Experiment 1a disclosures

Preregistration: The hypotheses and methods were preregistered, and the analysis plan was partly preregistered (https://doi.org/10.17605/OSF.IO/A8DEH) on December 7, 2023, prior to data collection, which began on December 7, 2023. The analyses discerning the relative ease versus difficulty of questions were not preregistered. There were two minor deviations from the preregistered plan. First, the preregistered models for the interaction test included a random effect of item difficulty for items, but item difficulty varies for participants, not items. The models in the manuscript correctly specify the random structure. Second, the preregistration specified a frequentist mixed-effects model with lmer, whereas a Bayesian mixed model with brms was used in the manuscript. Note that the preregistered power analysis was based on a planned recruited sample, but the analyzed sample was different because of exclusions. Materials: All study materials are publicly available (https://doi.org/10.17605/OSF.IO/SZRHD). Data: All primary data are publicly available (https://doi.org/10.17605/OSF.IO/68E4P). Analysis scripts: All analysis scripts are publicly available (https://doi.org/10.17605/OSF.IO/GJBKQ). Computational reproducibility: The computational reproducibility of the results has been independently confirmed by the journal’s STAR team.

Experiment 1b disclosures

Preregistration: The hypotheses and methods and analysis plan were preregistered (https://doi.org/10.17605/OSF.IO/4AGXJ) on April 2, 2024, prior to data collection, which began on April 4, 2024. There was one minor deviation from the preregistered plan.

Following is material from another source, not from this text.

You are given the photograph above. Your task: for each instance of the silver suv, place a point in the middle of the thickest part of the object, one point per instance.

The preregistered models for the interaction test included a random effect of item difficulty for items, but item difficulty varies for participants, not items. The models in the manuscript correctly specify the random structure. Note that the preregistered power analysis was based on a planned recruited sample, but the analyzed sample was different because of exclusions. Materials: All study materials are publicly available (https://doi.org/10.17605/OSF.IO/SZRHD). Data: All primary data are publicly available (https://doi.org/10.17605/OSF.IO/68E4P). Analysis scripts: All analysis scripts are publicly available (https://doi.org/10.17605/OSF.IO/GJBKQ). Computational reproducibility: The computational reproducibility of the results has been independently confirmed by the journal’s STAR team.

Experiment 2 disclosures

Preregistration: The hypotheses and methods and analysis plan were preregistered (https://doi.org/10.17605/OSF.IO/C7VJF) on April 11, 2024, prior to data collection, which began on April 12, 2024. There was one minor deviation from the preregistered plan. The preregistered models for the interaction test included a random effect of item difficulty for items, but item difficulty varies for participants, not items. The models in the manuscript correctly specify the random structure. Materials: All study materials are publicly available (https://doi.org/10.17605/OSF.IO/SZRHD). Data: All primary data are publicly available (https://doi.org/10.17605/OSF.IO/68E4P). Analysis scripts: All analysis scripts are publicly available (https://doi.org/10.17605/OSF.IO/GJBKQ). Computational reproducibility: The computational reproducibility of the results has been independently confirmed by the journal’s STAR team.

Experiments 1a and 1b

Method

Participants and procedure

Using Prolific, we recruited 1,201 participants for Experiment 1a and 1,200 participants for Experiment 1b, to enable us to detect a small general effect size of d = 0.20 with 85% power. Participants were paid a fixed amount for their participation. We limited the participant pool to individuals from the United Kingdom and the United States with English as their first language, and we excluded people from joining the study who had participated in similar experiments we ran on the Prolific platform. Following our preregistration plans, we excluded participants from the analyses who reported that they had looked up any of the answers,¹ resulting in a final sample of 1,193 participants from the United Kingdom and the United States for Experiment 1a (age: Mdn = 42 years, interquartile range, or IQR = 22 years; 56% female) and a final sample of 1,196 participants from the United Kingdom and the United States for Experiment 1b (age: Mdn = 40 years, IQR = 22 years; 56% female). The two experiments were identical barring a difference in a preregistered analysis (see section on “Question difficulty” for more details). Each experiment included two between-subjects experimental conditions: the self-perspective condition versus the disagreeing-perspective condition. In both conditions, participants were instructed to answer several estimation questions twice (note that participants were not told at the beginning that they had to make a second estimate). Each question’s answer was a percentage, ranging from 0% to 100% (e.g., “What percentage of the world’s tea production is produced in China?”), and participants were able to indicate their answer using a slider that ranged from 0% to 100%. Ethical approval was obtained from the ethical review board at Eindhoven University of Technology.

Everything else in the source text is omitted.